勇ましい時代に読む戦場の現実 大岡昇平著『野火』
この12月で日本軍の真珠湾攻撃から80年を迎えたせいもあり、日米開戦前夜の日本国内を振り返る番組が何度か放映された。改めて感じるのは、現在の状況がどんどん開戦前夜に近づいているのではないかという不安である。外国との関係がこじれれば、勇ましい声が大きくなる。国内で主流の正義を振り回す。もちろんすぐに戦争を意味しないにしても、軍事的な緊張を高めることをためらわない「毅然とした態度」を正しいとしている。そうした人々にとって戦争とはどんなイメージなのだろうか。アメリカの勝利で終わる華々しいハリウッド映画しかないように思える。

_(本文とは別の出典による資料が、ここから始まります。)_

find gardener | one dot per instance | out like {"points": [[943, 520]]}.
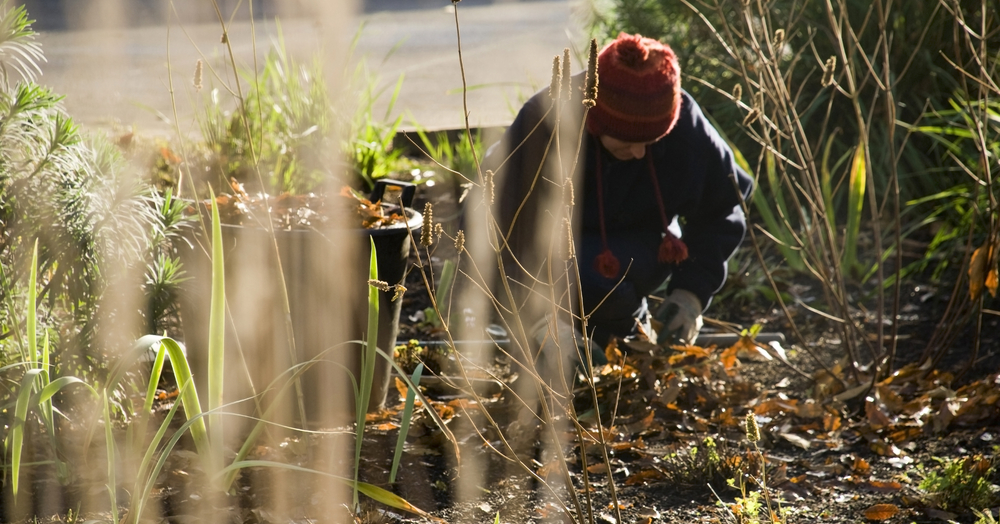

現実は、大岡昇平著『野火』の世界が近いのではないだろうか。本書は、太平洋戦争末期のフィリピンで日本軍兵士たちが極度の食料不足から、人肉を食べるまでに転落する姿を描く。極限状況に追い込まれると、人間は生きるために何も厭わないことを実感させられる。実際に戦火を交えなくても緊張関係が高まっただけでも、海外に食料やエネルギーを依存する我が国は、飢餓状態に陥りかねないことを忘れてはならないだろう。